Si, dans les campagnes, on avait voté pour l’évêque d’Orléans dans la même proportion que dans les villes, son nom serait sorti le premier de l’urne électorale.

Chose remarquable, dans les combats livrés dans l’Orléanais, les ennemis de la calotte se sont prudemment tenus enfermés dans leurs maisons. Bien loin de se battre pour leur pays, ils se sont empressés de se mettre à la disposition des Prussiens pour tous les renseignements dont ces derniers pouvaient avoir besoin. Bien souvent, pour une pièce de vingt francs, ces misérables paysans ont instruit l’ennemi de la marche ou de la position de l’armée de la Loire. La bouteille de vin qu’ils vendaient dix sous aux Allemands, ils la faisaient payer 1 fr.50 et 2 francs aux malheureux soldats français épuisés et mourant de soif. Quand une bataille se livrait près des villages, ces misérables fermaient leurs portes afin de ne pas être obligés de recevoir leurs compatriotes blessés.

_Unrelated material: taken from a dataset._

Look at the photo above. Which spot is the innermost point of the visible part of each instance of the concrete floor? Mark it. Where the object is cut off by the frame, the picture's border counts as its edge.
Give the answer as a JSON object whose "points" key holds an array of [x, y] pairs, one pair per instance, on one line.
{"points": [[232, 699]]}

Comme tous les Parisiens enfermés pendant le siège, j’ai cru au patriotisme de la province, à la levée en masse de la nation. Je me représentais les paysans cachés derrière les haies, faisant la chasse aux Prussiens, comme sous Napoléon Ier les Espagnols la faisaient aux Français. Je croyais à la France chevaleresque de nos pères. Hélas ! quelle était mon erreur ! Au lieu de cette grande nation qui tient une si large place dans les annales de l’histoire, il n’y a plus aujourd’hui qu’une agglomération d’hommes sans principes, sans moeurs, sans foi et sans dignité.

Dans l’Orléanais, il n’y a que les zouaves pontificaux qui se soient battus comme des lions. À la journée du 4 décembre, sur un corps de trois cents défenseurs de Pie IX, deux cent quarante sont tombés dans le faubourg Récamier. Aussi le général von der Thann disait-il que si d’Aurelle de Paladines avait eu cinq mille zouaves pontificaux, les Prussiens ne seraient jamais entrés à Orléans. Dans cette malheureuse guerre, il n’y a que les zouaves du pape et les Bretons qui aient fait leur devoir. Ce sont précisément les hommes qui avaient une foi religieuse qui ont su combattre et mourir pour leur patrie, tant il est vrai que les actions généreuses, les grandes inspirations ne sauraient germer dans un cœur desséché par l’impiété.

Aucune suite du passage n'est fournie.